Syrian chemical weapons are still under the control of President Bashar al-Assad, contrary to reports saying Damascus could lose such arms in the chaos of civil war, Amos Gilad, head of the Defense Ministry Diplomatic-Security Bureau, said Sunday.
"As far as my assessment goes, the weapons are still secure and have not been moved, but we need to monitor this at every moment," Gilad said. "Israel needs to monitor it, and it has been doing so."
As Syria's southern neighbor, Israel feels at risk from the deepening conflict and has said it would intervene to stop jihadi rebels or Lebanese Hezbollah terrorists from seizing Assad's chemical weapons.
Echoing Gilad's remarks that the regime is still in control of the weapons, Vice Prime Minister and Strategic Affairs Minister Moshe (Bogie) Ya'alon told Israel Radio on Sunday, "On these matters, we have to be prepared to protect ourselves, by ourselves. ... At this time, we see no sign that this weaponry is being pointed at us."
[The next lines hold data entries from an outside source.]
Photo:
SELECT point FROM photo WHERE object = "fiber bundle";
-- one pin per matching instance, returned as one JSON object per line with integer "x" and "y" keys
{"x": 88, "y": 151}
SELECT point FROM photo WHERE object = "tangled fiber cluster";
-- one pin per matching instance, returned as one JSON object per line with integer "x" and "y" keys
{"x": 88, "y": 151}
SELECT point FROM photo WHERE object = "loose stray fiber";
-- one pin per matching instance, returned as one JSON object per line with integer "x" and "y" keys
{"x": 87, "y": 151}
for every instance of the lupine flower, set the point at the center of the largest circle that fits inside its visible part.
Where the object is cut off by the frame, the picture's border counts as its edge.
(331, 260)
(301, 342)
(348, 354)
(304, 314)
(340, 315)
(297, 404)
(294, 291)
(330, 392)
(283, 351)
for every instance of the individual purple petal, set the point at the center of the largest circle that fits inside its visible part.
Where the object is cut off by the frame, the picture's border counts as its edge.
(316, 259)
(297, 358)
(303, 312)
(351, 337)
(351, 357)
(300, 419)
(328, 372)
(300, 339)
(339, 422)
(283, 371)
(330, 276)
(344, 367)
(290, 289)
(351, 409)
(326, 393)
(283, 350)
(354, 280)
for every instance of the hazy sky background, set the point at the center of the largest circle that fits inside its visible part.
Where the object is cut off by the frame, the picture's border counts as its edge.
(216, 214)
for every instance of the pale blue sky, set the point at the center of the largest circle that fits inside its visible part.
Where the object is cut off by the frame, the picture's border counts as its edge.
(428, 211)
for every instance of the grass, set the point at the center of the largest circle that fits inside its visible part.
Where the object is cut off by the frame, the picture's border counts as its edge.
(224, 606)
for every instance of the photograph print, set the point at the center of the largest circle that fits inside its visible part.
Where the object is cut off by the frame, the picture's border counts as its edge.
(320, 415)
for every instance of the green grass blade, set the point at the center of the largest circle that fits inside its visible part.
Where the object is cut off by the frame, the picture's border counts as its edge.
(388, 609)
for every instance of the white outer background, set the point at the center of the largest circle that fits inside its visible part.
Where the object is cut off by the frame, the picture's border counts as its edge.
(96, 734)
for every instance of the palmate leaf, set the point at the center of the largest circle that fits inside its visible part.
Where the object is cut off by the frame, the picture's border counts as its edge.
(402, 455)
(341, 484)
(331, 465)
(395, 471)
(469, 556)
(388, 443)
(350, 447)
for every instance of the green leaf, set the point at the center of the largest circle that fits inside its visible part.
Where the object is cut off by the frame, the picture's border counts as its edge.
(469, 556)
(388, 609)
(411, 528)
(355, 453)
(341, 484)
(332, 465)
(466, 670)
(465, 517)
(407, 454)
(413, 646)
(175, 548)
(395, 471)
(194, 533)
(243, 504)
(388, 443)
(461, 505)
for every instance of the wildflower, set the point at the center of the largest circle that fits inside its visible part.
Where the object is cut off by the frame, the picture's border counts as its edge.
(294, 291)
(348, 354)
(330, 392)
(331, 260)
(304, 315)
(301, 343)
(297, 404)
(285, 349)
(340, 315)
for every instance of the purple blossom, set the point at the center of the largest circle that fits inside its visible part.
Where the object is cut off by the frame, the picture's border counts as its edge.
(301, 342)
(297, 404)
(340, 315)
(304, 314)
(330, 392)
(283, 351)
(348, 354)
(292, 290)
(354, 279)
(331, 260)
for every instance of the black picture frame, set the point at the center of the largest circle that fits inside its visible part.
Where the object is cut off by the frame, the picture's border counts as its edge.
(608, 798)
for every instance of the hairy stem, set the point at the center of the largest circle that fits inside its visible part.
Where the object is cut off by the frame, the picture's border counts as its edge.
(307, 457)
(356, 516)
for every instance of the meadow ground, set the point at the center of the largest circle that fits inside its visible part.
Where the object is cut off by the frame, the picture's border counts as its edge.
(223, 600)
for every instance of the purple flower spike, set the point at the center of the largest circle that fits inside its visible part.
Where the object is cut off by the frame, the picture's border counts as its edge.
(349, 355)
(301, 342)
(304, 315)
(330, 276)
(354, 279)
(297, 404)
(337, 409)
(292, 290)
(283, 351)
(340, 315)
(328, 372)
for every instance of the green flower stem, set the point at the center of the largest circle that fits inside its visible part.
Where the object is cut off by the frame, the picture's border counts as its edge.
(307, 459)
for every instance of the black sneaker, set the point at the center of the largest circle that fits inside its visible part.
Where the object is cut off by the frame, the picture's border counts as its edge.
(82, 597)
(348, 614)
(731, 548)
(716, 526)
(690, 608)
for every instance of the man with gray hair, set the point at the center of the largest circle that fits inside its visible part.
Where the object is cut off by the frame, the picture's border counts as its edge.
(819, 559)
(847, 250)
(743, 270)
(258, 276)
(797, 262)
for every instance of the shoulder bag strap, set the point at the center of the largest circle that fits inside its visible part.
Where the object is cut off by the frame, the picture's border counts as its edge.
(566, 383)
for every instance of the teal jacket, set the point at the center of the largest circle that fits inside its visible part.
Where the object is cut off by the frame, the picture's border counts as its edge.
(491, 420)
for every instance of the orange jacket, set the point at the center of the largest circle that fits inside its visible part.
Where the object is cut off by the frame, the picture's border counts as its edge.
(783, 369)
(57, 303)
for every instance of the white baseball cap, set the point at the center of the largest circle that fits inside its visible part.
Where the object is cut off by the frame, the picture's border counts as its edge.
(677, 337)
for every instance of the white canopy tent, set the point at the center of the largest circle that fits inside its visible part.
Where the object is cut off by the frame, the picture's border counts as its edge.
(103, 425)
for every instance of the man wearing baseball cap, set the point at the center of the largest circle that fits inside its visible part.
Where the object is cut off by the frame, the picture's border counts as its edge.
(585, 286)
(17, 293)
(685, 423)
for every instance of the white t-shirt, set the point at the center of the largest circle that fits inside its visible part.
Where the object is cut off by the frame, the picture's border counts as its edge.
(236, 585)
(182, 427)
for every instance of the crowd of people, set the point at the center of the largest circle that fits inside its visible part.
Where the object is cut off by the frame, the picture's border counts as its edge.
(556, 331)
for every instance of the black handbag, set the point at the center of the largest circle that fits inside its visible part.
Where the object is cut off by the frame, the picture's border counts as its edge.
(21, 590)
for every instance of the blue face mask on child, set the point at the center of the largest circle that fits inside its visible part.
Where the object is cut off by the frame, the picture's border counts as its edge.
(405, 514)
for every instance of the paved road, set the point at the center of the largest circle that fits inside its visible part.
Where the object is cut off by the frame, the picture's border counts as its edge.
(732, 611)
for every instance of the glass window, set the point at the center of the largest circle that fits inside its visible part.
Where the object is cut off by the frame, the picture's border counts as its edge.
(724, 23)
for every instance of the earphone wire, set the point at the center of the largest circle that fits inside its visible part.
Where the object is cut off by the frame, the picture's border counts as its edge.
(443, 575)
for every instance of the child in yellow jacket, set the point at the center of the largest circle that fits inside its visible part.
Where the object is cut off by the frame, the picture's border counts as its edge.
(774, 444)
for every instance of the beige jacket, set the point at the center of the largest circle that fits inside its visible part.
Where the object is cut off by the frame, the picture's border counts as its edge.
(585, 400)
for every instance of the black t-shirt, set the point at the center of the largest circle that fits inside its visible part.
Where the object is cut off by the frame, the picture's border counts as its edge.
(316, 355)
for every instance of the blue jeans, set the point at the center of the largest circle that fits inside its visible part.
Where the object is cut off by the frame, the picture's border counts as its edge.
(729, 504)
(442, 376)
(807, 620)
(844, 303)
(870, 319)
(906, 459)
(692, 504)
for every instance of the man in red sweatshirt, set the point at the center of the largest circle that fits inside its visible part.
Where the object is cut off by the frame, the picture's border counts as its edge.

Israeli Ambassador to the U.S. Michael Oren made similar remarks Sunday in an interview with Fox News, but stressed that any signs of chemical weapons being passed to terrorist groups like Hezbollah would be a "game-changer" and would constitute a "red line" for Israel.
Oren said, "Were those weapons to pass into the wrong hands — Hezbollah's hands for example — that would be a game-changer for us.
"We have a very clear red line about those chemical weapons passing into the wrong hands. Can you imagine if Hezbollah and its 70,000 rockets would get its hands on chemical weapons? That could kill thousands of people," the Israeli ambassador added.
Oren could not confirm reports saying that Syria was moving components for the lethal sarin nerve gas.
Earlier Sunday, the British Sunday Times reported that Israeli special forces were operating in Syria to track the regime’s stocks of chemical and biological weapons. The operation is part of a "secret war" to monitor Syria’s nonconventional armaments and sabotage their development, the British publication stated.
“For years we’ve known the exact location of Syria’s chemical and biological munitions,” an Israeli source told the Sunday Times, referring to the country’s spy satellites and drones. “But in the past week we’ve got signs that munitions have been moved to new locations.”
Some Israeli officials have voiced concern that Assad could attack the Jewish state with chemical weapons in a last stand to rally support from the Arab world.
U.S. Secretary of State Hillary Clinton said last week that Washington was worried an "increasingly desperate" Assad could use chemical weapons against rebels or lose control of them.
Israel and NATO countries say Syria has stocks of various chemical warfare agents at four sites.
Syria has been cagey about whether it has such weapons but insists that, if it had, it would keep them secure and use them only to fend off foreign foes. Though technically at war, Israel and Syria have not fought a major battle in almost 40 years.
Rebels who have been fighting to topple Assad have recently overrun some Syrian military bases. Radical Islamist groups, including foreign jihadi fighters, are involved in the revolt
And while the world has warned the Syrian regime not to use chemical weapons, Arab media broadcast on Sunday rebel videos uploaded to the Internet showing what appear to be civilians killed or wounded by the alleged use of chemical weapons by the Syrian army.
The foreign ministry in Damascus countered the videos by saying, "Terrorist gangs are those who are slaughtering civilians through the use of chemical weapons."
Meanwhile, as the civil war in Syria continues, the fighting spilled over once again into neighboring Lebanon on Sunday. Gun battles in the northern city of Tripoli between supporters and opponents of Assad's regime left four dead.
Nine Syrian judges and prosecutors also defected to the opposition. It was the latest setback for the regime, which appears increasingly embattled with rebels making gains in northern Syria and near Damascus, the capital.
The defecting judges posted a joint statement online urging others to join them and break ranks with Assad's regime. There have been several high-level defections over the past year, including Assad's former prime minister.
In Geneva, U.N. Special Representative for Syria and the Arab League Lakhdar Brahimi met with Russian Deputy Foreign Minister Mikhail Bogdanov and U.S. Deputy Secretary of State William Burns to discuss the crisis in Syria. They said in a joint statement that the situation in Syria was "bad and getting worse," adding that a political process to end the conflict was "still necessary and still possible."
Russia and the United States have argued bitterly over how to address the conflict, which began with peaceful protests against Assad in March 2011 and escalated into a civil war that has killed an estimated 40,000 people. Activists said another 45 were killed on Sunday.